The conservative U.S. Supreme Court Justices may rule in favor of the Louisiana v. Callais case where Representative Jonathan Jackson (D-1st) said 19 Black Congressional Districts could be lost, positioning Republicans in the majority for a generation.
He attended the October 15 re-hearing of this case to look and listen to their questioning. What he saw and heard wasn’t good news for Black congressmen.
At the heart of this re-hearing of the Louisiana v. Callais case is Section 2 of the Voting Rights Act, created to end Jim Crow and give minority voters a better chance of electing representatives of their choice.
The decision is in the hands of the six conservative justices: Clarence Thomas, Samuel Alito, Neil Gorsuch, Brett Kavanaugh, Amy Coney Barrett, and Chief Justice John Roberts, all appointed for life by Republican presidents.
The three more liberal justices are Ketanji Brown Jackson, the first Black woman to sit on the court in its 233-year history, appointed by President Biden, Sonia Sotomayor, a Puerto Rican, and the first Hispanic justice, appointed by President Obama, and Justice Elena Kagan, also appointed by Obama.
Jackson attended the October 15 rehearing of the Louisiana voting rights case. He says he watched with dismay as Justice Thomas, who replaced Thurgood Marshall on the Court, never asked a question but made grimacing faces and acted as if he were bored over the oral arguments. “It was embarrassing,” Jackson said of Thomas’ behavior.

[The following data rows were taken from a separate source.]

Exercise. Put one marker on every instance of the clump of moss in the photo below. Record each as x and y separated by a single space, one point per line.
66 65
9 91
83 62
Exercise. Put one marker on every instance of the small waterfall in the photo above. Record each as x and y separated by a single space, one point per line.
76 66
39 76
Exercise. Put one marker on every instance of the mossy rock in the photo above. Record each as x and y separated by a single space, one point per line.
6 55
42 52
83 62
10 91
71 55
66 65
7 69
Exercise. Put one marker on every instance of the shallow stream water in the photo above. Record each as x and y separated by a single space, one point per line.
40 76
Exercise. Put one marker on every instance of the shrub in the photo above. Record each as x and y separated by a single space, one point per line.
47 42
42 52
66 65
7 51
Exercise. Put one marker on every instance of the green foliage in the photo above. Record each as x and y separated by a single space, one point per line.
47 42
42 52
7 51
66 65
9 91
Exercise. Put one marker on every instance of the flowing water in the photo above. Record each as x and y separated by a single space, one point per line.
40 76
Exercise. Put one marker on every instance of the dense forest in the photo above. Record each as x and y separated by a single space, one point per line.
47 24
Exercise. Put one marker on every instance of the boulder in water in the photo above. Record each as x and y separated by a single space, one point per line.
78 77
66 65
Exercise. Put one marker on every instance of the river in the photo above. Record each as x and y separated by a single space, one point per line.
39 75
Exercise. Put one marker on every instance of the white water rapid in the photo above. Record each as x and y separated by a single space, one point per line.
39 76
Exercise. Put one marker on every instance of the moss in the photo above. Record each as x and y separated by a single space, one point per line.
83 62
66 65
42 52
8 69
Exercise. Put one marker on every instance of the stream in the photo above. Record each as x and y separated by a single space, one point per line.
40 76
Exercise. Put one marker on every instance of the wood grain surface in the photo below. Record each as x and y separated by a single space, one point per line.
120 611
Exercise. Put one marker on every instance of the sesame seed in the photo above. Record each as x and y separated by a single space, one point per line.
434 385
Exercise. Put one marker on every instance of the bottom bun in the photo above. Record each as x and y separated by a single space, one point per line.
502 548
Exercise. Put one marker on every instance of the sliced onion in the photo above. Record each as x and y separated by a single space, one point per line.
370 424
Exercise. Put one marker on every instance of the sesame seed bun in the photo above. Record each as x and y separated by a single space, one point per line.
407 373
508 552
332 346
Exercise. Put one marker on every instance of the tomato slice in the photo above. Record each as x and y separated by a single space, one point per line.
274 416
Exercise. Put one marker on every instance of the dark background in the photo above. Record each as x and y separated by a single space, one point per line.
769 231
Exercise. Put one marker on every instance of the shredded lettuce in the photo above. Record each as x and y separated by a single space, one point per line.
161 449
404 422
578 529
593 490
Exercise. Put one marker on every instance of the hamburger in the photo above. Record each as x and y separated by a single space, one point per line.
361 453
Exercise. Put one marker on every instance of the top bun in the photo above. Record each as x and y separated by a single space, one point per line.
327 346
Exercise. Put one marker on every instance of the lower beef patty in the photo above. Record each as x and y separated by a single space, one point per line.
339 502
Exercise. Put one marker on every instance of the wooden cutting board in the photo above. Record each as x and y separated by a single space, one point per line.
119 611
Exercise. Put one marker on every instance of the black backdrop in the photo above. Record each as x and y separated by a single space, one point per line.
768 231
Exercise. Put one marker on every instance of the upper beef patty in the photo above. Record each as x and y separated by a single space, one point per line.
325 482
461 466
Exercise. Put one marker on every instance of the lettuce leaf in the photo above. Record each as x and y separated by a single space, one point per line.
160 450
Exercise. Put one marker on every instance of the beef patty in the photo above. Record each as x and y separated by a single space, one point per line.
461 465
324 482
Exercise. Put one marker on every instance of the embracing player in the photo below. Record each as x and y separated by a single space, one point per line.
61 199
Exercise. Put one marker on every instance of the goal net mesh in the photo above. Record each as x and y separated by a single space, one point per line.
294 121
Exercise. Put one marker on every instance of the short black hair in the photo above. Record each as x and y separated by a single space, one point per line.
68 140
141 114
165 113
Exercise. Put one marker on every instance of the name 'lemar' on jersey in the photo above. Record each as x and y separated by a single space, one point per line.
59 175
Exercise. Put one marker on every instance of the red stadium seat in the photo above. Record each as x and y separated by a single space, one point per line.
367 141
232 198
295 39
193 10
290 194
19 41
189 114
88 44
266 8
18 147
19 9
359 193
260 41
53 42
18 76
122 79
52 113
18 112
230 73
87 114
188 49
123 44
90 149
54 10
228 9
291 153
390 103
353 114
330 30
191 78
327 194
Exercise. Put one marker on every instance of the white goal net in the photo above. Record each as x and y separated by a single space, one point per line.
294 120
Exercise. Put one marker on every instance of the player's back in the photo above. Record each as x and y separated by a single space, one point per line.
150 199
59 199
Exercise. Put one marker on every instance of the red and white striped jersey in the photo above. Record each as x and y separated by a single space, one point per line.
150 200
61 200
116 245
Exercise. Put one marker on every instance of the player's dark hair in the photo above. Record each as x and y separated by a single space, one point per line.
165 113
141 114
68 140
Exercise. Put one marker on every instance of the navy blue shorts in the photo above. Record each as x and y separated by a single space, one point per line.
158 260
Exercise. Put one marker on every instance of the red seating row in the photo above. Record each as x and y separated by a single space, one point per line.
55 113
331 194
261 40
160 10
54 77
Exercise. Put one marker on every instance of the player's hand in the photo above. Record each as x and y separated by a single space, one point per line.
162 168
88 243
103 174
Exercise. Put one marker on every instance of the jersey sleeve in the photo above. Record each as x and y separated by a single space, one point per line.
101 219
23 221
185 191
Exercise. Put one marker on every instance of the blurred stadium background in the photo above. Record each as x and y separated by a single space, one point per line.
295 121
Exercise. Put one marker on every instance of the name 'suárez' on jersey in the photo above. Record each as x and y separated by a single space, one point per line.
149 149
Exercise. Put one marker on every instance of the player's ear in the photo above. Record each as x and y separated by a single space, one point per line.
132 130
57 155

Jackson attended the re-hearing with his friend, Rep. Cleo Fields (D-Louisiana) from the Sixth Congressional District, who has a history of winning and losing his congressional seat due to white Republican challengers who accused him of violating their civil rights by running in a remapped district that favored Black representation.
Jackson referred to the trifecta, the passage of the 13th Amendment in 1865 that abolished slavery, the 14th Amendment passed in 1868 granting citizenship to all people born or naturalized in the U.S that guaranteed them equal protection under the law., and the 15th Amendment passed in 1870 that prohibited the denial of voting rights based on race, color or previous condition of servitude.
The Voting Rights Act of 1965 pushed by President Lyndon B. Johnson, helped to end the discrimination of Blacks in voting which violated the 15th Amendment.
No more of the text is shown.